= Michael Bohl =

Australian swimmer and coach

Michael Shayne Bohl is an Australian swimming coach, working for the Australian Swim Team and Griffith University.

Bohl is the coach of swimmer Emma McKeon, who represented Australia in the 2016 Summer Olympics and the 2020 Summer Olympics, and former coach of triple Olympic gold medallist Stephanie Rice.

Bohl has been the coach of Australian swimmers who have been on the podium at every summer Olympics between the 2008 Summer Olympics and the 2024 Summer Olympics.

Bohl received the Australian Sports Medal in 2000, recognising him as a "Long Serving ASI Committee Member". He was awarded the Medal of the Order of Australia in the 2010 Australian Day Honours for "service to swimming as a competitor and coach".

At the 2015 Australian Institute of Sport Awards Bohl was named Coach of the Year.

In 2020, Bohl started co-coaching Australian competitive swimmer and multiple-time world junior champion Lani Pallister with Janelle Pallister.

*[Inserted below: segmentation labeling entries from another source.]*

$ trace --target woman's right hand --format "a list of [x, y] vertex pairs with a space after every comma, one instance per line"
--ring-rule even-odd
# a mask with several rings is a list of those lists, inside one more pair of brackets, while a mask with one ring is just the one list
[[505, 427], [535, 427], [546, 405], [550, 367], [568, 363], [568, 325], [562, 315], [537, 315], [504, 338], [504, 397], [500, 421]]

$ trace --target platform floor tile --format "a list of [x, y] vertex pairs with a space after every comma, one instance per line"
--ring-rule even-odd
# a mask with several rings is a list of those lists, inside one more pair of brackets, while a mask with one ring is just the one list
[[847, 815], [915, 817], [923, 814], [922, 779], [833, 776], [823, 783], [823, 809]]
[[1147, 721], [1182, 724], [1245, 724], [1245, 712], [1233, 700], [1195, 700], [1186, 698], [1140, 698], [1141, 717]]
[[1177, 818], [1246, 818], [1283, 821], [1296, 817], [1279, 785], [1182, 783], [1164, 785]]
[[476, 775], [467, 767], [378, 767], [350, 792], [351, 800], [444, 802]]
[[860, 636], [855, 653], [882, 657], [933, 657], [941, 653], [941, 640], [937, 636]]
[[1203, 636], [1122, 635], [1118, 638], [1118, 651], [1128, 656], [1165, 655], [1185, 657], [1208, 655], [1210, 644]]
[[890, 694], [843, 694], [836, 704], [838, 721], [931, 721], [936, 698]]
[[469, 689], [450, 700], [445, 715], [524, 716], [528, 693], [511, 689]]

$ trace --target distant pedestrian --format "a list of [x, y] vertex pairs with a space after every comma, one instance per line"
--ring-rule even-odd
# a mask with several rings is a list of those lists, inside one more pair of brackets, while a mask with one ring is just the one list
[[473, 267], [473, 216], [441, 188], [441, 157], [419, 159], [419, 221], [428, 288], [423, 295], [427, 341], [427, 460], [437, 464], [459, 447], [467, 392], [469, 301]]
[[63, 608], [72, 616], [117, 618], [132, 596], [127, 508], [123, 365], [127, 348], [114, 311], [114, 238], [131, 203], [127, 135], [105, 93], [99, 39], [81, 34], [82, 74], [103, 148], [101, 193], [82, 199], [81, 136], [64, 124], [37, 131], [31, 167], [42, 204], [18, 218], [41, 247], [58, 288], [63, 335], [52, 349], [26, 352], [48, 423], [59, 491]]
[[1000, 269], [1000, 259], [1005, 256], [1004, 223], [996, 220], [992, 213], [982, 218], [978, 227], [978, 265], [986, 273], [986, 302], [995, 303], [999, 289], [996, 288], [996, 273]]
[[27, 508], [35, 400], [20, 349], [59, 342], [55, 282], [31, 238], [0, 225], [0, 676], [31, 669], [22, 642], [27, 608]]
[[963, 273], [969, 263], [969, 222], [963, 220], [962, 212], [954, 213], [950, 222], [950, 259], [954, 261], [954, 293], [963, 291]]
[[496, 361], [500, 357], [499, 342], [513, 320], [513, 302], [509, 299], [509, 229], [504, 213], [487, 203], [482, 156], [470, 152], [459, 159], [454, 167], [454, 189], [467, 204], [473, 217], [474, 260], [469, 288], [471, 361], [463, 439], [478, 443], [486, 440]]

For the 2021 year, Bohl was the recipient of the "Coach of the Best Female Swimmer" from FINA, an award presented in conjunction with the FINA Athletes of the Year awards, for being the coach of the "Best Female Swimmer" award recipient, Emma McKeon. He also received the "Olympic Program Coach of the Year" award from Swimming Australia for the year.

In 2022, Brendon Smith, an Olympic bronze medalist from the 2020 Summer Olympic Games, started training at Griffith University with Bohl as his coach.